The book is told from three alternating points of view (all in third person, which makes them much easier to keep track of). You have Blue, you have Gansey who is on a mission to find the supernatural elements that the tiny town of Henrietta houses, and you have Adam, one of Gansey’s closest friends who is a scholarship student at Aglionby and has a hard time with all the money he’s surrounded by when he’s working his tail off to make it (not to mention that his home life is a pretty enormous disaster).
I’ve noticed that Maggie Stiefvater has an amazing ability to have these fantastical elements to stories set in real life and make it seem completely normal. Werewolves? No biggie. Killer water horses? Why not? Here, it seemed just completely plausible that Blue was seeing future ghosts in a graveyard, having visions in a time-warped wood, and that Gansey really will find the Raven King. I mean, what could be more normal?

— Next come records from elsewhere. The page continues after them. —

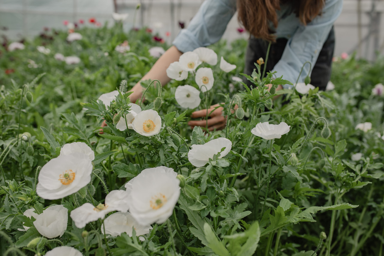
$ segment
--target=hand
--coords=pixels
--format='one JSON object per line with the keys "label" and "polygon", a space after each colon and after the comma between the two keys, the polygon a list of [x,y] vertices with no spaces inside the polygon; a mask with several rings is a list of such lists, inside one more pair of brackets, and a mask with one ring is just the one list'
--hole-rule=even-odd
{"label": "hand", "polygon": [[[208,130],[212,131],[215,129],[222,130],[225,127],[227,119],[225,117],[223,116],[224,109],[222,107],[219,107],[215,109],[215,108],[219,106],[218,104],[216,104],[211,106],[211,107],[208,109],[208,115],[210,117],[208,119]],[[206,116],[206,109],[195,111],[191,115],[191,117],[204,118],[201,120],[190,121],[188,122],[188,125],[192,129],[195,126],[204,127],[207,127],[207,121],[205,118]]]}

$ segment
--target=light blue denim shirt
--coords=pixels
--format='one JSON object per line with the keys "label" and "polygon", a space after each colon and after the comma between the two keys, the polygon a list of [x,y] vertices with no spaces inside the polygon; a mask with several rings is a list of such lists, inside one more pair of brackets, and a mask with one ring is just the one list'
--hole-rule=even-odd
{"label": "light blue denim shirt", "polygon": [[[290,5],[281,5],[281,10],[277,11],[276,37],[288,39],[281,59],[272,71],[277,72],[276,75],[278,77],[283,76],[283,79],[294,83],[305,62],[310,61],[312,68],[314,66],[323,45],[343,7],[343,0],[325,0],[321,15],[306,26],[300,23],[291,11]],[[181,30],[172,44],[179,51],[185,52],[215,43],[221,38],[236,11],[236,0],[206,0],[188,27]],[[304,81],[309,69],[309,65],[306,65],[299,82]]]}

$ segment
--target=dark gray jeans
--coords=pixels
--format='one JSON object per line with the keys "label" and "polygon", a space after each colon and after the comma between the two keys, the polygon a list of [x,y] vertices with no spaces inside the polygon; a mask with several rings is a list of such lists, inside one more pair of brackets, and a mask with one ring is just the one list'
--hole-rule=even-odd
{"label": "dark gray jeans", "polygon": [[[266,72],[272,70],[275,65],[281,58],[288,40],[286,38],[277,38],[276,42],[271,45],[269,56],[267,62]],[[267,41],[251,36],[248,42],[248,47],[245,53],[245,65],[244,73],[250,75],[256,68],[254,64],[260,57],[265,59],[269,43]],[[317,61],[313,67],[311,75],[311,84],[324,90],[331,78],[332,57],[335,46],[335,35],[332,27],[328,37],[323,46]],[[262,66],[262,70],[264,68]],[[284,77],[283,78],[283,79]],[[291,81],[294,83],[296,81]],[[245,81],[249,86],[252,83]]]}

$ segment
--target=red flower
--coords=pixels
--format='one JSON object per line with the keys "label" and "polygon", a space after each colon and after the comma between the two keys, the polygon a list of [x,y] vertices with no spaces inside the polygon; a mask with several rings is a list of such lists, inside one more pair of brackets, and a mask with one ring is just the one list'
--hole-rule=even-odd
{"label": "red flower", "polygon": [[163,40],[163,39],[160,36],[155,36],[152,38],[156,42],[161,42]]}
{"label": "red flower", "polygon": [[9,75],[10,74],[12,74],[12,73],[15,73],[15,69],[12,68],[9,68],[5,69],[5,74],[7,75]]}
{"label": "red flower", "polygon": [[241,34],[244,32],[244,28],[237,28],[237,32]]}

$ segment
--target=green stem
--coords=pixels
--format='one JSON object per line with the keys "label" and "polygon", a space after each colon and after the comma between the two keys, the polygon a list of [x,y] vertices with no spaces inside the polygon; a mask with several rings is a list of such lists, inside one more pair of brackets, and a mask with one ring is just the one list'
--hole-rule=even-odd
{"label": "green stem", "polygon": [[268,181],[266,182],[266,191],[265,191],[265,197],[264,198],[264,205],[263,206],[263,214],[262,216],[264,215],[264,211],[265,210],[265,203],[266,202],[267,197],[268,196],[268,189],[269,188],[269,182],[271,179],[271,167],[272,165],[272,141],[273,140],[270,140],[271,142],[270,144],[269,148],[269,168],[268,170]]}
{"label": "green stem", "polygon": [[155,79],[154,80],[152,80],[151,81],[151,83],[149,84],[149,85],[147,87],[147,88],[146,88],[145,91],[144,91],[144,92],[143,93],[142,96],[141,96],[141,98],[140,99],[140,103],[139,104],[139,106],[140,106],[140,107],[141,107],[141,102],[142,102],[142,99],[144,98],[144,95],[145,95],[146,92],[147,91],[148,91],[148,88],[149,88],[149,87],[151,85],[152,85],[152,84],[153,84],[154,82],[155,82],[156,81],[157,81],[157,83],[159,83],[159,85],[160,86],[159,86],[159,95],[161,95],[161,83],[160,81],[159,81],[157,79]]}
{"label": "green stem", "polygon": [[279,248],[279,243],[280,242],[280,236],[281,235],[281,230],[283,228],[280,228],[277,231],[277,235],[276,236],[276,242],[275,244],[275,250],[273,250],[273,256],[277,255],[277,249]]}
{"label": "green stem", "polygon": [[263,69],[263,75],[260,78],[260,79],[263,79],[264,78],[264,75],[265,74],[265,71],[266,69],[266,63],[268,61],[268,56],[269,55],[269,49],[271,48],[271,42],[269,42],[269,44],[268,45],[268,48],[266,49],[266,55],[265,56],[265,61],[264,62],[264,67]]}
{"label": "green stem", "polygon": [[104,182],[104,181],[103,180],[103,179],[99,177],[97,174],[95,173],[94,172],[93,172],[93,171],[92,173],[96,177],[96,178],[99,179],[99,180],[100,180],[100,182],[101,182],[101,184],[103,185],[103,187],[104,187],[104,189],[105,190],[105,193],[106,193],[107,194],[109,193],[109,192],[108,190],[108,188],[107,187],[106,185],[105,185],[105,183]]}

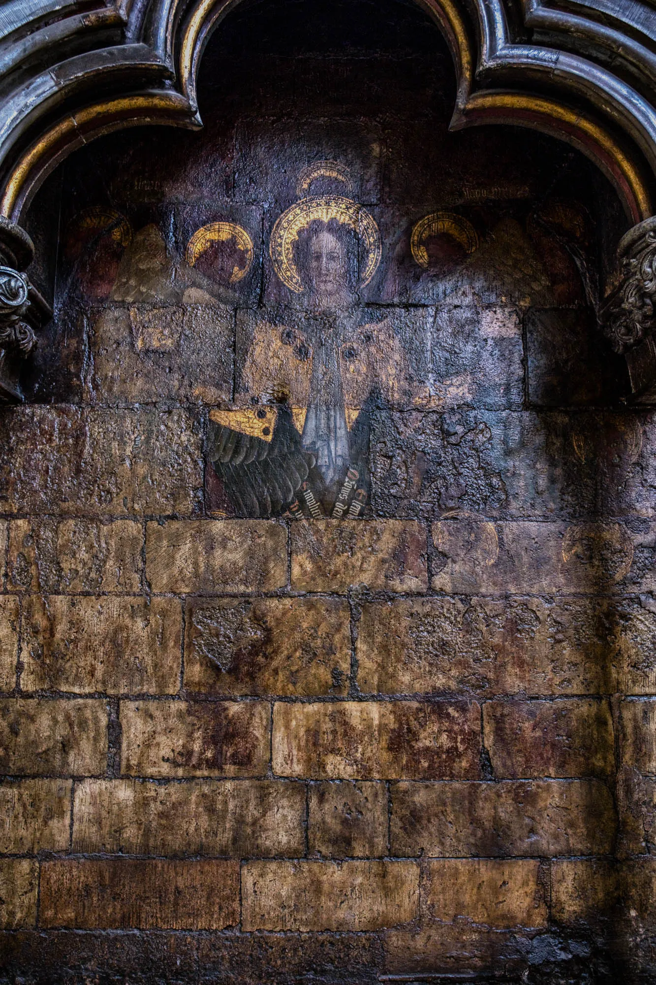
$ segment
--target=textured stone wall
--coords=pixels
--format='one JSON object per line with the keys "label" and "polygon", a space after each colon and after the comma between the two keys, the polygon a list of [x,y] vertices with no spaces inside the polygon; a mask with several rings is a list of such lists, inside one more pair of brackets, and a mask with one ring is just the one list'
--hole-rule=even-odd
{"label": "textured stone wall", "polygon": [[[226,22],[202,135],[113,136],[33,211],[60,248],[0,415],[0,981],[653,980],[656,427],[590,312],[623,219],[564,146],[447,133],[411,5],[283,13]],[[220,515],[212,415],[290,303],[268,239],[317,159],[381,230],[361,303],[419,397],[373,401],[363,519]],[[90,208],[139,250],[67,247]],[[426,278],[435,209],[480,245]],[[222,218],[249,275],[191,284]]]}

Also, this is the first of a The Raven Boys series, and it definitely feels that way in that you get to the end and you have about four million questions. But I prefer that to a book that feels complete and then it does well and so the writer just keeps going with a story that really was already finished. Ahem.
I listened to The Raven Boys and the narration was spot on. I loved the reader so so much – he had just the right dry delivery of hilarious lines that made me laugh aloud more than once. (I always know when I’m writing a review of a book I listened to because I have to go look at a summery to see how you spell EVERY SINGLE NAME in the book).
Frankly, although the plot is interesting, I didn’t even need the plot to be good in this case. I was so taken with the delightful, rich characters and the tight, funny writing that I might have loved it even if it were about fairies in the woods. The fact that it was not was just icing on the cake.
Is The Raven Boys the best book ever? Nope. But it was one where I was anxious to go running or even do the dishes so I could listen some more. And frankly, that’s what I’m generally looking for in a book.